Venerdì sera Salomon ha infatti trasformato gli spazi di Dots 2.0 in qualcosa di più di una semplice location: una sequenza di ambienti, quasi capitoli, costruiti per accompagnare gli ospiti in un passaggio continuo tra dimensioni diverse. Il concept, non a caso, si chiamava PORTALS.
La serata è iniziata in modo intimo. Un gruppo ristretto di invitati si è ritrovato per un primo momento di conversazione, poi una cena vegetariana firmata dallo chef Alfio Chirizzi in un’atmosfera quasi domestica che raccontava perfettamente l’estetica del progetto. Tutto intorno installazioni scultoree, materiali industriali e richiami naturali che portavano i partecipanti in un immaginario alpino reinterpretato in chiave urbana, grazie anche all’intervento artistico di Domenico Romeo.

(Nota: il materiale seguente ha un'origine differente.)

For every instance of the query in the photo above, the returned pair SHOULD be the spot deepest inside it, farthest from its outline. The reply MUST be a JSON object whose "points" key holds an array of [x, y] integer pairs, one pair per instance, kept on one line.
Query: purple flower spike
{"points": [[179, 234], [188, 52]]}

Al centro, una struttura simbolica funzionava come punto di passaggio: un portale, appunto, come elemento sia fisico che narrativo. La serata si è poi trasformata in un’esperienza collettiva guidata dai DJ set di Yasnouira e Mobilegirl, insieme alla performance ibrida di Luwei.
La XT-Whisper non era semplicemente esposta: era parte del racconto. Presentata in diverse colorway durante la cena, la scarpa rifletteva perfettamente il concept della serata. Nata nell’universo tecnico di Salomon come la prima trail shoe progettata per le donne, ma oggi pienamente inserita nel linguaggio lifestyle, la XT-Whisper incarna l’idea di un movimento continuo tra mondi diversi, dalla città alla natura, dalla performance alla cultura.
Non è una novità di prodotto, e forse è proprio questo il punto. PORTALS non era un lancio, ma un’affermazione: la scarpa diventa simbolo di una generazione fluida attraverso diversi contesti. Un evento che non ha bisogno di spiegarsi troppo, perché funziona già dal momento in cui viene vissuto.